Hailes Abbey, near Winchcombe in the county of Gloucestershire, is a serene site, from 1246. What remains of its walls and arches, are studded into lush grass; tucked away from modern life. Just 15 minutes beyond the Cotswold village of Broadway, it is surrounded by mature trees with rambling fields beyond and a thick hedge. Many of the trees are horse chestnuts, which in September when I visited, had dropped their prickly prize all over the site.
In 2015 I visited with a friend, to wander the stone arches, crumbling walls and delicate outlines of various rooms. It was a modest site, at most housing 80 monks, often half that. On entrance, a small parish and sleek, modern museum of glass and wooden beam greet you. Through the gap in the hedge, the Cistercian abbey sits nestled into the landscape. Blue skies and a bright sun made a beautiful contrast to the pale stone and the space itself, felt welcoming and calm.
Where large wooden beams had once formed the structure of rooms or supported the movement of gates, these square holes now worked well to peek through – framing views. Tiny flowers and mushrooms peeked up through the longer grass around the edges of the site, as we wandered. Built from Cotswold stone, the abbey glowed in the Autumn sunshine; the mellow stone warm to the touch and patched, here and there, with tufted grass.
There are details of the monastic life on plaques, around the site. Their quiet, rural life comprised of rising early, periodic prayers and light meals. Tending a small flock of sheep and the vegetable patch, which provided wool and food, leaving enough to create a modest income. They made mead from honey, read and wrote. It was a simple existence; reminiscent of cottagecore with a monastic element to it’s rhythms and rituals.

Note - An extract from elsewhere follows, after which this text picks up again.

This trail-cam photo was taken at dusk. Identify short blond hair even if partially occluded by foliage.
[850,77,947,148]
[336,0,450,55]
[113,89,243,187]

Raised embankments around the edges and tall trees provided shelter from the wind. The archways formed deep shadows with the light, kissing the creamy stone of the back walls until they dazzled in the low sun. Though the site is religious in nature, as a place it is hushed, welcoming and peaceful for all.
Sat near the vegetable patch, on a bench, hearing the wind rustling through the trees, I began to form an idea of a monk living his days out here. And of a mouse, that had found it’s way into the chambers and halls. It was here that inspired The Monk & The Mouse, featured in my children’s collection of stories – Star & Bark.
If you’re ever out that way, I encourage you to take a wander. The victorian-style tea room Tisane’s, in the village of Broadway, does amazing scones and teas that you can buy loose from the cafe. The locals run a co-operative deli, that has amazing fresh seasonal food and homemade treats.